Abstract
Summary: Biologists produce large data sets and are in demand of rich and simple web portals in which they can upload and analyze their files. Providing such tools requires to mask the complexity induced by the needed High Performance Computing (HPC) environment. The connection between interface and computing infrastructure is usually specific to each portal. With Jflow, we introduce a Workflow Management System (WMS), composed of jQuery plug-ins which can easily be embedded in any web application and a Python library providing all requested features to setup, run and monitor workflows.

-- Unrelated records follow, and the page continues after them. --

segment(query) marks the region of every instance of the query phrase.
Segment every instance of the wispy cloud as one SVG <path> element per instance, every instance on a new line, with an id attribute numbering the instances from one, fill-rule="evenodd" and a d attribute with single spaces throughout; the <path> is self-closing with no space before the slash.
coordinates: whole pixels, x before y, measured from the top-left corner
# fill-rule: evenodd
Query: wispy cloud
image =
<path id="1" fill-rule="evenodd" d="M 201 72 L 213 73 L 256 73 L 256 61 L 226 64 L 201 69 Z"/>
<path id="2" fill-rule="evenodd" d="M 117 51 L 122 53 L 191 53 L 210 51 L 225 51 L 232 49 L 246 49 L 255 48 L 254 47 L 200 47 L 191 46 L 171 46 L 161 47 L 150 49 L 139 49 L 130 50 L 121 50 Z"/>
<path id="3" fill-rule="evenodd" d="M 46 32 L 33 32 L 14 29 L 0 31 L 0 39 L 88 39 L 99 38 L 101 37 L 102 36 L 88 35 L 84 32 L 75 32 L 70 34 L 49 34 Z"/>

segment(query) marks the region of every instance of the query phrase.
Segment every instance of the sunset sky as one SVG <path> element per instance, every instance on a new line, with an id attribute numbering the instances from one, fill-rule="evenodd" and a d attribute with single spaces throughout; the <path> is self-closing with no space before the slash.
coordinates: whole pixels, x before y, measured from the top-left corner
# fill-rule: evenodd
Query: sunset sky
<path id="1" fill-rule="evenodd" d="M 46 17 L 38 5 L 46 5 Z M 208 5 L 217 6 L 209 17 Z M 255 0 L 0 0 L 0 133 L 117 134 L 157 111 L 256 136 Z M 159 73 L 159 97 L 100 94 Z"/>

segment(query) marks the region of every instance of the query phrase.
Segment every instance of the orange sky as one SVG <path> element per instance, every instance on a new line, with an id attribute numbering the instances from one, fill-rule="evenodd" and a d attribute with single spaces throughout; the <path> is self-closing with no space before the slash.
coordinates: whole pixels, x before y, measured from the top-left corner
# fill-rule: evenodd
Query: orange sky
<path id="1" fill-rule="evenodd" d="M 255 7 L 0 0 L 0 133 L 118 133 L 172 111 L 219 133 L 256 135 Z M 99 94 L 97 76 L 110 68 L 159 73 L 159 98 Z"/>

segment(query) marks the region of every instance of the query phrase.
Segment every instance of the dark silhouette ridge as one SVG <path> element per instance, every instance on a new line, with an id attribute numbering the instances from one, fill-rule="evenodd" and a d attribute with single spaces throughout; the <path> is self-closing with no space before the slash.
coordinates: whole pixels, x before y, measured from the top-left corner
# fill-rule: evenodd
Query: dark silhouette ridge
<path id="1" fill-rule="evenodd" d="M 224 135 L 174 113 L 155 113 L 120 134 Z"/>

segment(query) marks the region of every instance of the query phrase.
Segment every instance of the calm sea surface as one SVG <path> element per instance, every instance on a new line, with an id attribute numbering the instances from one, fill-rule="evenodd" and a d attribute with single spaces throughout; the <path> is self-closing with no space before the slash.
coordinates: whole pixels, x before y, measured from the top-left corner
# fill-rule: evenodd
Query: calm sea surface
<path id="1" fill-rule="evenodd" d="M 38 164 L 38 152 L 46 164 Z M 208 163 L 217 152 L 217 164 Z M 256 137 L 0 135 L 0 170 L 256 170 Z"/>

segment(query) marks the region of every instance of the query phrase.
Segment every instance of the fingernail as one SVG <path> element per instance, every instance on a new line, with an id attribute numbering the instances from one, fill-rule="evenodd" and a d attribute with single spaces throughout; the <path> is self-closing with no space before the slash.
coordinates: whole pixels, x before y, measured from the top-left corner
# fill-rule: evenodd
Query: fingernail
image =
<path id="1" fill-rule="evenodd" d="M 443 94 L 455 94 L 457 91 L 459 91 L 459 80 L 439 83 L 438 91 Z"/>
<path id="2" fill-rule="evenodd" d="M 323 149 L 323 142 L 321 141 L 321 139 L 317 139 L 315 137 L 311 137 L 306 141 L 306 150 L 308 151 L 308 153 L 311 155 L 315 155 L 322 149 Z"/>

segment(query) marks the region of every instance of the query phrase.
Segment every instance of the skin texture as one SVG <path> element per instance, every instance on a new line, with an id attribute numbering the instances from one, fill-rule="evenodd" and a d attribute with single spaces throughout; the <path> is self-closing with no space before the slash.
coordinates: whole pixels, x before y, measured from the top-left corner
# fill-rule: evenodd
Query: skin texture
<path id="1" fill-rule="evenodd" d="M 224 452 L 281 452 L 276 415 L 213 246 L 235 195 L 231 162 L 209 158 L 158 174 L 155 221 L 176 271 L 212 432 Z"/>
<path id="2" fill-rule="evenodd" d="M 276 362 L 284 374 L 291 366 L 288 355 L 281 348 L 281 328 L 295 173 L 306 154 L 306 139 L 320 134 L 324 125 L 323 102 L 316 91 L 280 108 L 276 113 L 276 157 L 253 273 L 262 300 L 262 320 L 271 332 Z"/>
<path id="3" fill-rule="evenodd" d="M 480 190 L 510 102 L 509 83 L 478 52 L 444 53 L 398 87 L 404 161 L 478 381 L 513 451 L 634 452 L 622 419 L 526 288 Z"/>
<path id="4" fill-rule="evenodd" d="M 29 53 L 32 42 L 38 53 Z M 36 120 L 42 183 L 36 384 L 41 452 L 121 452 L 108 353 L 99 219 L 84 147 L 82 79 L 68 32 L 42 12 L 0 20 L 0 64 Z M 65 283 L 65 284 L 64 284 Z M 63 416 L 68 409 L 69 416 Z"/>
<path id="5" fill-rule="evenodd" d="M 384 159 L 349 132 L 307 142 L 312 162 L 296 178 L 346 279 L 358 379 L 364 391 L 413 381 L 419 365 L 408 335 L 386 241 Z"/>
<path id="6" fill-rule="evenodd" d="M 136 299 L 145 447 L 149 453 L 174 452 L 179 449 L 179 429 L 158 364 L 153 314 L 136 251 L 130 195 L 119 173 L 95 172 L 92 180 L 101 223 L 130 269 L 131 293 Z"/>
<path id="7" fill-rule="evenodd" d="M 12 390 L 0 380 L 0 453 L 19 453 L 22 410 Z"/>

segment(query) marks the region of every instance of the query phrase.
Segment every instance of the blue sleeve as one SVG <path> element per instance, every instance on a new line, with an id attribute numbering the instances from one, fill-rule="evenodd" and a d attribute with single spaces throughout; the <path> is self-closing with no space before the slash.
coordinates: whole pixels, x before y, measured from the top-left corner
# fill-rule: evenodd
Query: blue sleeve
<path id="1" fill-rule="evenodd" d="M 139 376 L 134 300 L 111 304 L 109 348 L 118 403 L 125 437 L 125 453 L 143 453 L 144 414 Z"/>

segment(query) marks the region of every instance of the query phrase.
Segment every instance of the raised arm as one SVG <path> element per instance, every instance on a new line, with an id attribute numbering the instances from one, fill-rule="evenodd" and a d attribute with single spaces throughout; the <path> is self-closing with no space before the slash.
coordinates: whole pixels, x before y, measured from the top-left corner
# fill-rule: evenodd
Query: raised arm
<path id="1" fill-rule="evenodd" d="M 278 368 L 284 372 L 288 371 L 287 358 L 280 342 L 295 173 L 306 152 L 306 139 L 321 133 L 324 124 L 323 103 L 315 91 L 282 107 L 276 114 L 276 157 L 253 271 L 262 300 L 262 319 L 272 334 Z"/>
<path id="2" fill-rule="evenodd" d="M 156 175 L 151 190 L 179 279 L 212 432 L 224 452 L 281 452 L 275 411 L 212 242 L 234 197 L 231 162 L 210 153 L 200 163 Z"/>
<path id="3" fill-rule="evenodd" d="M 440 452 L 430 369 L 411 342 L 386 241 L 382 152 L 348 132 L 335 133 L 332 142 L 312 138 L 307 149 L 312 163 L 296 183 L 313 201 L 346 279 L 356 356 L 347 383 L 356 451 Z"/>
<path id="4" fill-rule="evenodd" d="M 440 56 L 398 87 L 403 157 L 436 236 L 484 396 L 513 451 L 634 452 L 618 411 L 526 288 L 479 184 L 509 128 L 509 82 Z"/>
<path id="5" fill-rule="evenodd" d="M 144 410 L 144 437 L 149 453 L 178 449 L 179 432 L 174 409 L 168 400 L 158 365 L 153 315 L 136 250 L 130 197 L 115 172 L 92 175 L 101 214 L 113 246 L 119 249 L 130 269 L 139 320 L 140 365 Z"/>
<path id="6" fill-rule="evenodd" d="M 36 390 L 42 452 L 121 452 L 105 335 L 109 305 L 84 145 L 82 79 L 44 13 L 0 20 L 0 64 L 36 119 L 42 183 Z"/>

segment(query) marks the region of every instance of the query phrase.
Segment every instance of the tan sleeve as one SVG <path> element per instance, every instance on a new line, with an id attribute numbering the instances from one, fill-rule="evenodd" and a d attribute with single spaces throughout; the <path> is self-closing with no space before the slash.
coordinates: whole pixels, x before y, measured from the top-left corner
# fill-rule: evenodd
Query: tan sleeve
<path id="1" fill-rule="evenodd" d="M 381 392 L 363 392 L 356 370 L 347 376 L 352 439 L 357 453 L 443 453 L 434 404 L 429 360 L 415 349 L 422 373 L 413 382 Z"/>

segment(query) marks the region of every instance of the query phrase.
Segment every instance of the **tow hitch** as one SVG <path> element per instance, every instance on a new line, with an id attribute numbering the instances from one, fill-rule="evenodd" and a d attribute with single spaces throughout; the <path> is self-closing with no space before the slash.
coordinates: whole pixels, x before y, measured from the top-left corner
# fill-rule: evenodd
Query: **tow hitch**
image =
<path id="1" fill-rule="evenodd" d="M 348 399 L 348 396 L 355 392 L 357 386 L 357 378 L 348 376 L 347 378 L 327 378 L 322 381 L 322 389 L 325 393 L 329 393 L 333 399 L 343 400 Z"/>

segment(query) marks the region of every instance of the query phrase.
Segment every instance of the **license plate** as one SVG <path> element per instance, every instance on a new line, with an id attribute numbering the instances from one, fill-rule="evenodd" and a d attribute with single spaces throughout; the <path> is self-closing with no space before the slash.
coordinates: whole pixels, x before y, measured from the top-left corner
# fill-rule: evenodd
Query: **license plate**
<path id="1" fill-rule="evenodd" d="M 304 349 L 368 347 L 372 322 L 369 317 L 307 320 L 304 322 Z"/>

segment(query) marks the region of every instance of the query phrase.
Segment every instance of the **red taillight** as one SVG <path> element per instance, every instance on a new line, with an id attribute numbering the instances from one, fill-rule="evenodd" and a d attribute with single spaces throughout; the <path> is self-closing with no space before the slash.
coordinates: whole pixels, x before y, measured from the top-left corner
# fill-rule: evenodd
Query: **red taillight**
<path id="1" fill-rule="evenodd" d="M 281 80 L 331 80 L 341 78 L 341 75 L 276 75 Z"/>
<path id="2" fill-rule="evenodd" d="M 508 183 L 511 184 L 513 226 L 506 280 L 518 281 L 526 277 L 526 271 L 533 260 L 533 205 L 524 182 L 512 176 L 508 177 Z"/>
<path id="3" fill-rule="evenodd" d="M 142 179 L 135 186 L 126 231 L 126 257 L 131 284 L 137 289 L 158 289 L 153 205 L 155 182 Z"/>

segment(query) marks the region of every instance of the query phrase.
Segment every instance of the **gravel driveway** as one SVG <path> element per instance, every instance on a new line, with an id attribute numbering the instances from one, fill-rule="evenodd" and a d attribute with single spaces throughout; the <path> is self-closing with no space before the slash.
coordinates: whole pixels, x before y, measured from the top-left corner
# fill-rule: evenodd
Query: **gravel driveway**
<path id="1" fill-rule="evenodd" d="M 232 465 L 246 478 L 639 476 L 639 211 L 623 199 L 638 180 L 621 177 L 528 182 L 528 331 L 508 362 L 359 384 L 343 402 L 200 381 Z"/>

Availability and implementation: Jflow is available under the GNU General Public License (GPL) at http://bioinfo.genotoul.fr/jflow. The package is coming with full documentation, quick start and a running test portal.
Contact: Jerome.Mariette@toulouse.inra.fr
1 Introduction
Building rich web environments aimed at helping scientists analyze their data is a common trend in bioinformatics. Specialized web portals such as MG-RAST (Meyer et al., 2008), MetaVir (Roux et al., 2011) or NG6 (Mariette et al., 2012) provide multiple services and analysis tools in an integrated manner for specific experiments or data types. These applications require WMS features to manage and execute their computational pipelines.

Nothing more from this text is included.